Kohl’s Corp. on Tuesday reported fourth quarter net sales of $5 billion, a 3.9% decrease compared to the same period last year.
For the full 2025 fiscal year, the retailer reported net sales of $14.8 billion, a 4% decline. Comparable sales for the year fell 3.1%.
Net income for the fourth quarter reached $125 million, or $1.07 per diluted share. This compares to $48 million, or $0.43 per diluted share, in the prior year.
“We are ending 2025 in a stronger position than we started, with important work still ahead of us,” Michael J. Bender, Kohl’s chief executive officer, said in a statement. “Over the past year, our efforts have been focused on resetting our foundation. This focus is intended to stabilize the business and strengthen our operational ability to build for a stronger future.”
Bender noted that while the fourth quarter topline was softer than expected, the company managed the business with discipline and improved earnings.
Kohl’s reported that inventory at the end of the year was $2.7 billion, representing a 7% decrease year over year. Cash flow provided by operating activities for the fiscal year was $1.4 billion, up from $648 million in 2024.
The company also recognized a gain of $129 million during the fiscal year from a credit card interchange fee lawsuit settlement.

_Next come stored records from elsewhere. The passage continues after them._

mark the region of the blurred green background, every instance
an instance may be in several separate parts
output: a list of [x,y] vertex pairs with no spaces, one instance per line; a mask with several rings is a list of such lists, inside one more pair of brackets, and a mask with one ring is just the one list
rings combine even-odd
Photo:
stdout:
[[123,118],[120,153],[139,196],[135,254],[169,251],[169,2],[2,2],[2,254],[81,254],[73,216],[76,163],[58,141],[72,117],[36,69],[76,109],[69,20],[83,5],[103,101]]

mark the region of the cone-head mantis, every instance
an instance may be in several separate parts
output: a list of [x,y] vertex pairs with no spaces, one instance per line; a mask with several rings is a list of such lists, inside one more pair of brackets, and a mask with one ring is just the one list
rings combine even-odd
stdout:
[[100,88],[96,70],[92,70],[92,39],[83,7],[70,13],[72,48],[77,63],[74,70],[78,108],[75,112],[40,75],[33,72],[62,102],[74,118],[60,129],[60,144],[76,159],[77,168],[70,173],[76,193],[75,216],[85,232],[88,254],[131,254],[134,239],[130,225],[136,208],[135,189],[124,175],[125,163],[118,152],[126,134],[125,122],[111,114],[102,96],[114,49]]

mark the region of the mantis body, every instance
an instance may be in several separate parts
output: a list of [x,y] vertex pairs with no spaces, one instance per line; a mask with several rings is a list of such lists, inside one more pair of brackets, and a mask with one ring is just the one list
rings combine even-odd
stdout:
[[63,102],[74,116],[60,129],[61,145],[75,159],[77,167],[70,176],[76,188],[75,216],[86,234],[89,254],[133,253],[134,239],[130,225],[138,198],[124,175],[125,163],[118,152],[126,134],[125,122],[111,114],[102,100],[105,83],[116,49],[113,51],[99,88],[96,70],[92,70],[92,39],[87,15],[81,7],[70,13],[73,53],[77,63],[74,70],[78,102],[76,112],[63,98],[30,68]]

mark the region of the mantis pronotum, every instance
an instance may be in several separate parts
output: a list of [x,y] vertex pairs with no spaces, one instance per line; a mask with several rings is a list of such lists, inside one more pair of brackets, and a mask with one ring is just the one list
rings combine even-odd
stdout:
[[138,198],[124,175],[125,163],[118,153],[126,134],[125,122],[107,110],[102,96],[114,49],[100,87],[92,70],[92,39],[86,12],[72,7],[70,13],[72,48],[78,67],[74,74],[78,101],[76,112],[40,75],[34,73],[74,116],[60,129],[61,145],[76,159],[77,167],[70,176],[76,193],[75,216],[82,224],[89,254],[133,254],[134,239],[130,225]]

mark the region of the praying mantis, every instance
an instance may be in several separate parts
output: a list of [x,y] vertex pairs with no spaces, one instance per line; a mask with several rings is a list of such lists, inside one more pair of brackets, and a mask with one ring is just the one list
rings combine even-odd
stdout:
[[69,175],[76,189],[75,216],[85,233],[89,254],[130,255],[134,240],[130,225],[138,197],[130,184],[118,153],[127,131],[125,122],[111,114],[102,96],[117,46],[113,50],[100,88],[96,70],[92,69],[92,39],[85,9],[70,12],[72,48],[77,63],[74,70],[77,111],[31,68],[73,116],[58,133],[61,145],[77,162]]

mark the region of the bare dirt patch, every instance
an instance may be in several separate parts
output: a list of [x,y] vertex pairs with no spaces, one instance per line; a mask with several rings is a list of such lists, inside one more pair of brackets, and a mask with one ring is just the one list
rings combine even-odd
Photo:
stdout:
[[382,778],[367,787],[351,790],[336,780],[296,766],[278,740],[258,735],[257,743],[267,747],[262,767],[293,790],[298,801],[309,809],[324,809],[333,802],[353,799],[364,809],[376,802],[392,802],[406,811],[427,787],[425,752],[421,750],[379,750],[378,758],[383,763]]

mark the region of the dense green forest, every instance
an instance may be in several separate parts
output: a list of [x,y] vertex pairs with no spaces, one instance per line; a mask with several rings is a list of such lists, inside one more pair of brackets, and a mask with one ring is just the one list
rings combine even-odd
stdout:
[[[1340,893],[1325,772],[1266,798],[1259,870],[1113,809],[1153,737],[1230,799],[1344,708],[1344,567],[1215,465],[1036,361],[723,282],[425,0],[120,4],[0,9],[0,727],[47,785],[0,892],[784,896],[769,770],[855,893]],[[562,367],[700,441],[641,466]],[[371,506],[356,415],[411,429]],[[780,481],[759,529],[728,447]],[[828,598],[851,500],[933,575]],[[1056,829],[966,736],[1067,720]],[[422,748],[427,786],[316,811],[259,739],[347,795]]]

Looking ahead to 2026, Kohl’s expects net sales and comparable sales to range from a 2% decrease to flat. The company introduced a fiscal year 2026 outlook for adjusted diluted earnings per share in the range of $1.00 to $1.60.
“In 2026, we are committed to further strengthening our foundation by addressing operational opportunities, building on our strengths, and modernizing our processes,” Bender said.
The Kohl’s board of directors declared a quarterly cash dividend of $0.125 per share, payable on April 1 to shareholders of record as of March 18.